Lo stop alla trivellazione è la seconda battuta d’arresto importante per la Shell nella regione artica dopo che l’esplorazione è stata interrotta per tre anni dal 2012, quando un enorme impianto di perforazione si è liberato dagli ormeggi, mostrando tutte le falle della sicurezza.

Shell ha trovato indizi di petrolio e gas ma questi non sono sufficienti a giustificare ulteriori esplorazioni”, ha detto la compagnia in un comunicato.

Oltre alle pressioni degli ambientalisti, la decisione riflette gli scarsi risultati del pozzo esplorativo, i costi elevati del progetto e il contesto normativo federale imprevedibile nella zona al largo dello stato americano dell’Alaska.
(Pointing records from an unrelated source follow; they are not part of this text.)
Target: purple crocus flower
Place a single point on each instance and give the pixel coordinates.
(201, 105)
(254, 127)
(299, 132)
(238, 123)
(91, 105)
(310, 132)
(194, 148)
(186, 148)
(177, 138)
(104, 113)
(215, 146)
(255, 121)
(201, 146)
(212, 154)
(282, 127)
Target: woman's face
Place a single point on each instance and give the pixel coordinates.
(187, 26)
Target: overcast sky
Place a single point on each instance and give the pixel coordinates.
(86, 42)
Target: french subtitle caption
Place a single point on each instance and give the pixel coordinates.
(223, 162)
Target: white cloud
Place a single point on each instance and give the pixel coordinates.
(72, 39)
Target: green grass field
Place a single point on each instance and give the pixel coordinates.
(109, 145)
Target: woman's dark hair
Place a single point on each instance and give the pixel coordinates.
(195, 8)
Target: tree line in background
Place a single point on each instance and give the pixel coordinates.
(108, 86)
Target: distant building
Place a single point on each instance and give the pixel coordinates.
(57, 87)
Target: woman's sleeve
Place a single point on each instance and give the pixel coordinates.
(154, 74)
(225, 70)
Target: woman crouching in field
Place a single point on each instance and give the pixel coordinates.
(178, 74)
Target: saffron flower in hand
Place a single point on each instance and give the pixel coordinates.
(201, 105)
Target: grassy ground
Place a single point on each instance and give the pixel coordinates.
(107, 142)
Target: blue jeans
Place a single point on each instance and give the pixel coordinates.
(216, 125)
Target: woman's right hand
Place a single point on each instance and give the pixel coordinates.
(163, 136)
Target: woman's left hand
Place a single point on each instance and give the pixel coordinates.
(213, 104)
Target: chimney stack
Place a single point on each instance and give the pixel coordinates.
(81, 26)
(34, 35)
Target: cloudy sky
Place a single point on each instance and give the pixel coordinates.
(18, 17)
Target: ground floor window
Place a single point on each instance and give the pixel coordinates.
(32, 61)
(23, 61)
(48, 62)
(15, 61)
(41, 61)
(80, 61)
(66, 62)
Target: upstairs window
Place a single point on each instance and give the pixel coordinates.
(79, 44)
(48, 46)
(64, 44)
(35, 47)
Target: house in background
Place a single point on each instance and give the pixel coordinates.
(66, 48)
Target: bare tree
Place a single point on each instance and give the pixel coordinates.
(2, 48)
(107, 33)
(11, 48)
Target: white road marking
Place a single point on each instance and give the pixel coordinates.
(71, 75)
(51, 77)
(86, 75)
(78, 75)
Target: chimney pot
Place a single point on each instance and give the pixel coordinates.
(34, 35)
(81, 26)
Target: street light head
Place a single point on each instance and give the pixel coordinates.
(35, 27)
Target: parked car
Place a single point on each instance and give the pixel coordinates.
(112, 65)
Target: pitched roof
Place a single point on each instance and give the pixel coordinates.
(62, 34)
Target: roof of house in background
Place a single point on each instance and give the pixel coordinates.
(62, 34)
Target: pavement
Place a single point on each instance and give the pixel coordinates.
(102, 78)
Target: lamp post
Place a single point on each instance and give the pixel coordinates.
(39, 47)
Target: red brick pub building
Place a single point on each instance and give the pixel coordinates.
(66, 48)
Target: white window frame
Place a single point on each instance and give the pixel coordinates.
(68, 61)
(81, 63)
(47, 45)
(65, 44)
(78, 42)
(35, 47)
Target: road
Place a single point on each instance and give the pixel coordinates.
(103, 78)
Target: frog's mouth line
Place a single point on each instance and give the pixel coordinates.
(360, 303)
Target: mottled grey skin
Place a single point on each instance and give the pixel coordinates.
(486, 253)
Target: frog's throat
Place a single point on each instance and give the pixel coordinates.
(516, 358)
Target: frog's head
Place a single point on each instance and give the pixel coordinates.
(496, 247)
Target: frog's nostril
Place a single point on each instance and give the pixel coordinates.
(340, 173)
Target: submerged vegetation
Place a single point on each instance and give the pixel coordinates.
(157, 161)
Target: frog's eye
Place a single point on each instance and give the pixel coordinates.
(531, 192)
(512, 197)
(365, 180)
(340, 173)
“L’intero episodio è stato un errore molto costoso per l’azienda sia finanziariamente che per la reputazione”, hanno detto gli analisti di Deutsche Bank, che stimano progetto di esplorazione artica della Shell potrebbe costare all’azienda circa 9 miliardi di dollari.
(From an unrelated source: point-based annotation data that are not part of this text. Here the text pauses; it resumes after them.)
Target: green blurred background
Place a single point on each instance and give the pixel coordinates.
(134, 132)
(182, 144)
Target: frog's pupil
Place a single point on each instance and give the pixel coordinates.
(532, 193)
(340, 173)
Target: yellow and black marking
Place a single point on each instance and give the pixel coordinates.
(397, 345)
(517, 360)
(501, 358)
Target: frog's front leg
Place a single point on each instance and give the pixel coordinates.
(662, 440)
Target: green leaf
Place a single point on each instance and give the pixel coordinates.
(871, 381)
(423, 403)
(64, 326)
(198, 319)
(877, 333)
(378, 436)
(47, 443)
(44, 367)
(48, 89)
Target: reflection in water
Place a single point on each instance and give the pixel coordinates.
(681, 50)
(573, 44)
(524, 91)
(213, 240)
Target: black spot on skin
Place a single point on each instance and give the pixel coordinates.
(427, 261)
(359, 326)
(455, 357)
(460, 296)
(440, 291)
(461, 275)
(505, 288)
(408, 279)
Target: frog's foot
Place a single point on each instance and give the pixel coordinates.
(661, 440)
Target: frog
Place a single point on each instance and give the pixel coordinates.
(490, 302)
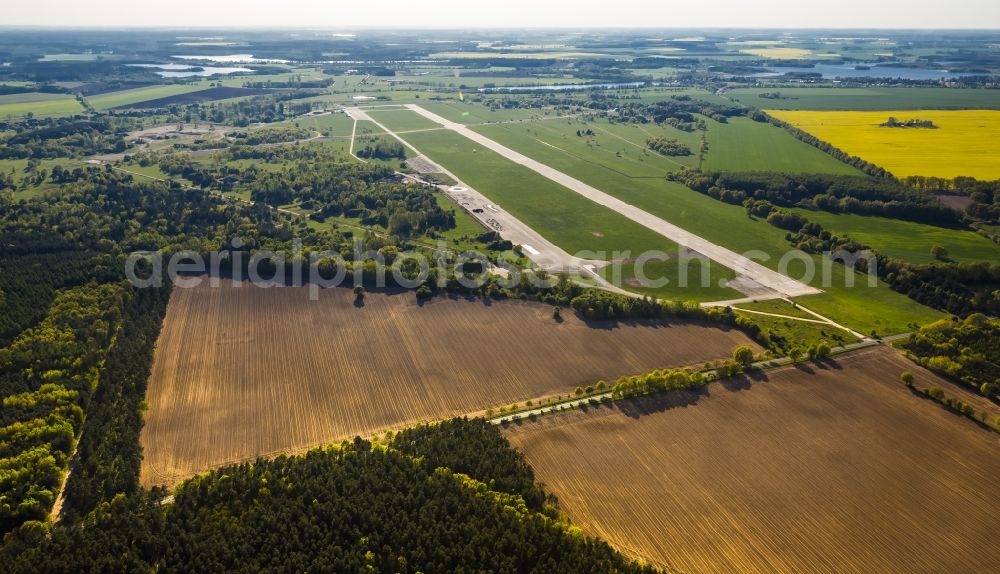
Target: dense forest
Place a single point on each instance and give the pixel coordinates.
(66, 137)
(452, 497)
(668, 147)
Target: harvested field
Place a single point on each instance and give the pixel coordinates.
(832, 468)
(245, 372)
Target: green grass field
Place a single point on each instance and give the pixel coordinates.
(471, 113)
(570, 221)
(399, 120)
(777, 306)
(745, 145)
(860, 307)
(39, 104)
(800, 333)
(333, 124)
(616, 148)
(125, 97)
(15, 169)
(869, 98)
(906, 240)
La rinuncia dopo tanti stop e una forte campagna di denuncia

L’abbandono della Shell è venuto appena sei settimane dopo che il governo degli Stati Uniti ha concesso alla multinazionale il nullaosta finale per la sua campagna di trivellazione.

“Hanno avuto un budget di miliardi, abbiamo avuto un movimento di milioni di persone. Per tre anni li abbiamo affrontati, e il popolo ha vinto”, ha dichiarato John Sauven, responsabile di Greenpeace UK. Gli attivisti hanno cercato di interrompere i piani di perforazione della Shell nel mese di luglio, bloccando una nave rompighiaccio, azione accompagnata da una vistosa e costante campagna di comunicazione attraverso tutti i canali comunicativi.

La decisione è anche l’ultimo di una serie di battute d’arresto per i progetti artici che stanno cercando di trovare depositi di petrolio e di gas, stimati nel 20 per cento delle risorse non ancora scoperte nel mondo.

All’inizio di quest’anno, la norvegese Statoil ha rinviato ancora una volta il suo progetto artico e nel 2012 la Gazprom russa, insieme con Total e Statoil, ha rinunciato ad un’altro progetto per l’estrazione di gas nel Mare di Barents.

Sebbene sia stato una decisione probabilmente guidata da convenienze economiche, possiamo affermare che le resistenze incontrate negli  attivisti di Greenpeace e le loro campagne internazionali di denuncia hanno contribuito a aumentare i costi monetari, sociali e d’immagine (negativa) dell’opera e quindi al suo stop.

Adesso Greenpeace continua a chiedere di trasformare l’Artico in Santuario per gli animali che lo popolano, con la sua campagna “Save the Arctic”, sperando di interrompere questa dispendiosa caccia al disastro.